Representation of a hypothetic model according to which OXA terminating in regions such as the OB, LC and amygdala may constitute a pathway for orexinergic modulation of the olfactory memory trace formation underlying COA. The left panel represents the sequence of events that may take place during presentation of a new olfactory CS in the satiated condition. 1a) Olfactory CS induces activation of the OB. 1b) The novelty of the olfactory CS induces LC activation, which results in NA release in the OB and BLA. 2) The olfactory information is transmitted to the BLA where the odor trace is formed pending its association with the US. In the case of a short ISI, this sequence of events results in normal COA. The right panel represents the sequence of events that may take place during presentation of a new olfactory CS in the fasting condition. Fasting induces release of OXA in the OB, BLA and LC, preparing the system to respond to any food-odor event. 2a) Olfactory CS induces activation of the OB, potentiated by activation of the OXA system and LC-mediated NA system in the OB. In the fasting condition, CS leads to improved olfactory detection and processing. 2b) The novelty of the olfactory CS induces LC activation, resulting in enhanced NA release in the OB and BLA. 3) The enhanced olfactory information is transmitted to the BLA. Combined with OXA system activation, LC-mediated NA release in the BLA and potentiated OB activation, the olfactory memory trace strengthened or lengthened, and can thus be associated to a delayed US. This sequence of events results in COA when a long ISI is used.

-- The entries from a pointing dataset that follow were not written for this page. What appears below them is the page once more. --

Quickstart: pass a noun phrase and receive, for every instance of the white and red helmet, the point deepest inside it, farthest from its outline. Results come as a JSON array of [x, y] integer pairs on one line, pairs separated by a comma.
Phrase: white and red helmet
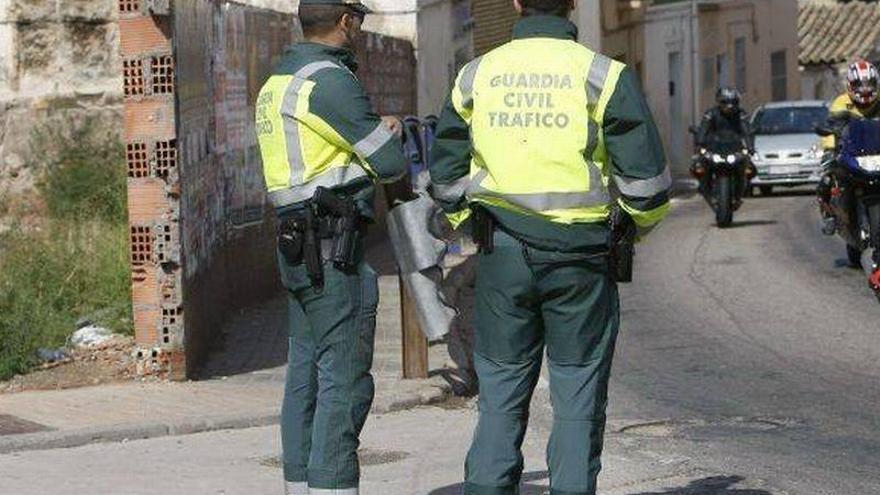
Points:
[[862, 83]]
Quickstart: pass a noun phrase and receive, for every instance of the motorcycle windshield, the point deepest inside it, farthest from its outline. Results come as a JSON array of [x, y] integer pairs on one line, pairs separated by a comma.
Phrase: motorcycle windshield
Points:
[[862, 138], [724, 145]]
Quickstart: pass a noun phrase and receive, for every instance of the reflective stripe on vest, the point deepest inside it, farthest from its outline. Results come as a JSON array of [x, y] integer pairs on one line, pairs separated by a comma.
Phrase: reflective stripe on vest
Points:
[[333, 177], [644, 188]]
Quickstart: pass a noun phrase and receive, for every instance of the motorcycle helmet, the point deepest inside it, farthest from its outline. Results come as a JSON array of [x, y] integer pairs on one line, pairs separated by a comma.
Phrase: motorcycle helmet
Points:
[[862, 83], [728, 100]]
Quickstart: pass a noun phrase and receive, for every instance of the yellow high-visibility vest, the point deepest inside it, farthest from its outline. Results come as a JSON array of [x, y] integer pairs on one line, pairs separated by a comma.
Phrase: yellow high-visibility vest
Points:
[[539, 102]]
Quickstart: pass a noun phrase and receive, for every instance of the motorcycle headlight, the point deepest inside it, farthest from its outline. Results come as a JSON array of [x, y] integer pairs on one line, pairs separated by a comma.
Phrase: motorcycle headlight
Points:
[[869, 163]]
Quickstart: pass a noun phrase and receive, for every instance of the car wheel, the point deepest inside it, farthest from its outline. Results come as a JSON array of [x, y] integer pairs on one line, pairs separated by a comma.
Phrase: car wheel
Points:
[[854, 256]]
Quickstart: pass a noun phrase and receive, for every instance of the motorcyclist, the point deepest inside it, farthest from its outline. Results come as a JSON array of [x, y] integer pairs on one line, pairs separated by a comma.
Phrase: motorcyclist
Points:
[[860, 101], [726, 121]]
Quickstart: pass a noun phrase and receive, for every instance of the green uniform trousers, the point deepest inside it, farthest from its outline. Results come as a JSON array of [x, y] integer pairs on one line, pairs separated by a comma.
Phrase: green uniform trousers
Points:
[[528, 299], [329, 388]]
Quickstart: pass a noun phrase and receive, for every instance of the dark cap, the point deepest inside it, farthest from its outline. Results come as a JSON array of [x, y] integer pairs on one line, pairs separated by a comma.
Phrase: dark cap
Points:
[[353, 4]]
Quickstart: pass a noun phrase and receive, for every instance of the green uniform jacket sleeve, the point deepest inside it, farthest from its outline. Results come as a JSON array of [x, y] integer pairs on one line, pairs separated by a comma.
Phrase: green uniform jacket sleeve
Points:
[[450, 160], [636, 152], [340, 101]]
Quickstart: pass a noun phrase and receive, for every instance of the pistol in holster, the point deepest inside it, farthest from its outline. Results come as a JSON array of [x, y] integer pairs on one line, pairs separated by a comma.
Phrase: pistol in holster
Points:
[[345, 227], [622, 248], [483, 226], [325, 216]]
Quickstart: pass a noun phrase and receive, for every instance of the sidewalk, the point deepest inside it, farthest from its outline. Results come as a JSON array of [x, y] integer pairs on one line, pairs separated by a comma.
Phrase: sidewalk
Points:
[[254, 360]]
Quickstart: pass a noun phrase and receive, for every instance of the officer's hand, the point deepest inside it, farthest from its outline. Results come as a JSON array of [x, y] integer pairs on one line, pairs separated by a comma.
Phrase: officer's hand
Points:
[[394, 123]]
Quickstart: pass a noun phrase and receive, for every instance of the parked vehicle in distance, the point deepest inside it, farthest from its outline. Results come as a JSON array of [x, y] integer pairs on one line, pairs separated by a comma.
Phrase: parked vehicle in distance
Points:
[[787, 150]]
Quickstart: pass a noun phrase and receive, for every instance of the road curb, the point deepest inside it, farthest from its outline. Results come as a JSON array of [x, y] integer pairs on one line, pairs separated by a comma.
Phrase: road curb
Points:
[[431, 392]]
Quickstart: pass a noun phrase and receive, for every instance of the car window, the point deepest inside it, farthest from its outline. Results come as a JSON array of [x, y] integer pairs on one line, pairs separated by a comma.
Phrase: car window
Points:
[[792, 120]]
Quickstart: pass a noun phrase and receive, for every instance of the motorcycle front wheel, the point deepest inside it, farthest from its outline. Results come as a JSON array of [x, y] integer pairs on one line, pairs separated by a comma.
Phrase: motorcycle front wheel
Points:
[[724, 201]]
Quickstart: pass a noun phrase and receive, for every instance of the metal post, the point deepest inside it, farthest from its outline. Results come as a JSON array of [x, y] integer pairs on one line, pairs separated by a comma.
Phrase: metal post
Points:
[[414, 344]]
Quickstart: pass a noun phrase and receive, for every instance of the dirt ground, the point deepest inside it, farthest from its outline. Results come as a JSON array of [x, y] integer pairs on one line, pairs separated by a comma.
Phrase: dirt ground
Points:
[[107, 363]]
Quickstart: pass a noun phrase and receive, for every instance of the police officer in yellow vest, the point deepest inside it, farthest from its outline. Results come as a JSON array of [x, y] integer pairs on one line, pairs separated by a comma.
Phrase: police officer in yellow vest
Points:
[[323, 147], [540, 139]]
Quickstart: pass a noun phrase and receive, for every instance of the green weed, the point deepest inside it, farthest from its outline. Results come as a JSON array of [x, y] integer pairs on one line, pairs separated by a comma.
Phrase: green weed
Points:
[[73, 265]]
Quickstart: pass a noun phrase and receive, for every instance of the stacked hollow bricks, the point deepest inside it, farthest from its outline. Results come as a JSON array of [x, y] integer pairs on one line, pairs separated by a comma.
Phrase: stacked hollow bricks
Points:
[[153, 187]]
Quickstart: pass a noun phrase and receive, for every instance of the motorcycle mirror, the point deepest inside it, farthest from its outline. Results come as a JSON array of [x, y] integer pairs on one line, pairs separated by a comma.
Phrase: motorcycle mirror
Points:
[[822, 130]]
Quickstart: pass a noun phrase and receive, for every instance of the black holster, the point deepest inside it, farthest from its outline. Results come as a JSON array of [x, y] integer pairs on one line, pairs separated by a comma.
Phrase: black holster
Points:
[[346, 227], [312, 255], [483, 226], [622, 246], [299, 242]]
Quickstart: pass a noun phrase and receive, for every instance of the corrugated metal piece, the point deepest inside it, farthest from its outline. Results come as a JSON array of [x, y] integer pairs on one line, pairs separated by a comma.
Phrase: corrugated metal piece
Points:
[[493, 24], [831, 33]]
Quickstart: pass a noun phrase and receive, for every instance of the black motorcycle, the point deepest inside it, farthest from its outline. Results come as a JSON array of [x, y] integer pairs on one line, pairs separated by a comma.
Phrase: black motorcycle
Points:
[[855, 192], [724, 168]]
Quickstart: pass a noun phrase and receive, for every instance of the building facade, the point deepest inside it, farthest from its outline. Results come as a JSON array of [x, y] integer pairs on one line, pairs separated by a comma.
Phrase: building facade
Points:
[[440, 31], [833, 34], [684, 50]]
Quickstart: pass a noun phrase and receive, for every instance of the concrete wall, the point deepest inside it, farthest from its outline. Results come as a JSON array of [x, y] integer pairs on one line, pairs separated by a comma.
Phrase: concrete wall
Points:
[[822, 82], [58, 66], [669, 30], [440, 31], [656, 40], [767, 26]]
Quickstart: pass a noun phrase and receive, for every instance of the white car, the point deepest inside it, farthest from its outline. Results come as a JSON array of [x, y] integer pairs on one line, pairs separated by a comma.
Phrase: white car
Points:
[[787, 150]]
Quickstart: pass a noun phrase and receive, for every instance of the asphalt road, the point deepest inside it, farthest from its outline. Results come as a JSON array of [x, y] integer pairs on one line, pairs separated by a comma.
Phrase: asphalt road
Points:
[[751, 353], [748, 364]]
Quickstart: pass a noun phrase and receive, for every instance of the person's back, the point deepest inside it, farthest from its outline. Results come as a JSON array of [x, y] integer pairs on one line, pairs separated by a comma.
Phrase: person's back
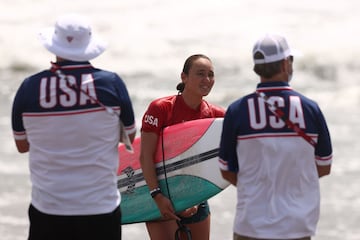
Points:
[[265, 152], [68, 118]]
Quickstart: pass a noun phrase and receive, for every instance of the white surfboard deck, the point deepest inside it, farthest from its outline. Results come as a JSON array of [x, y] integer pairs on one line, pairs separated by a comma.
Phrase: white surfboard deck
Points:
[[189, 171]]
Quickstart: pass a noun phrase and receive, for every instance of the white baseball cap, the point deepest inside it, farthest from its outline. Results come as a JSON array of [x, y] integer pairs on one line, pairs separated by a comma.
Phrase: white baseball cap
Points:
[[72, 39], [273, 47]]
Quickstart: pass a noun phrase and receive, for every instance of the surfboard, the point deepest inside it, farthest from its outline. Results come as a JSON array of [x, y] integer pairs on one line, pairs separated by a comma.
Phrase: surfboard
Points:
[[186, 165]]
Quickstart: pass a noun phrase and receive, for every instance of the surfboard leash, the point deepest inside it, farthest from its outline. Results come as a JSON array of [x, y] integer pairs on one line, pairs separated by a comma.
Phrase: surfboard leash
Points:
[[181, 227], [124, 137]]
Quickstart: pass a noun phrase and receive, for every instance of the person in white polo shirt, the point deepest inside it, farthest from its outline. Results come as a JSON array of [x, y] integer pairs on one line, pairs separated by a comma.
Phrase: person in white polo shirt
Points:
[[275, 146], [69, 118]]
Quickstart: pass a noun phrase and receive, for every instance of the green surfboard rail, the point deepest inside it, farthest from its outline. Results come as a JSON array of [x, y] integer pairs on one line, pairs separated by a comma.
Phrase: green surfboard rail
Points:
[[185, 191]]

This model is consistent with the idea of Cleland and Linster (2005) according to which the multiple feedback and feed-forward interactions between olfactory and non-olfactory areas contribute to complex processes, such as filtering and constructing olfactory representations, and compare these representations to those previously acquired in order to cue an appropriate response to relevant stimuli. The present model also supports the hypothesis that centrifugal modulatory inputs influence olfactory processing and learning mechanisms within the OB (Sullivan et al., 2000; Linster and Cleland, 2002; Yuan et al., 2003), leading us to extend these influences to other key structures involved in attention and olfactory learning and memory (Aston-Jones and Cohen, 2005; Miranda, 2012).

Of course the list of structures included in this model is not exhaustive; involvement of other feedback and feed-forward interactions between these structures and others (e.g., piriform cortex, entorhinal cortex, orbitofrontal cortex, hippocampus, etc.) will have to be considered in order to achieve a more realistic idea of the circuit actually involved in food conditioned learning (see Ferry et al., 2006, 2007; Chapuis et al., 2009; Sahay et al., 2011; Wilson and Sullivan, 2011; Chapuis et al., 2013).

Conclusion

Feeding behavior is part of a complex integrated adaptive system, governed by the brain, in which the processing of metabolic signals reflecting the animal’s nutritional state (gastrointestinal distention, blood glucose, feeding peptides such as OXA, etc.) and of olfactory signals indicative of food determines the appropriate response to a food source. However, the differentiation between palatable and unpalatable items that conditions ingestive behavior often depends on previous experience during which the odor of the food acquired (or did not, in the case of a new odor) a hedonic valence after feeding, through CS-US associative learning. By showing that OXA system influenced the processes underlying the CS-US association, or/and consolidation of this association during COA, the present study introduces a new mechanism by which the LH-OXA system may influence the processes that enable animals to learn to select food available in the environment and to adapt their behavior to previous experience through a modulation of complex neural circuit activity. Finally, the OXA system represents a critical link between peripheral energy balance and CNS mechanisms that coordinate olfactory processing and memory, especially in the physiological state of fasting.

Conflict of interest statement

The author declares that the research was conducted in the absence of any commercial or financial relationships that could be construed as a potential conflict of interest.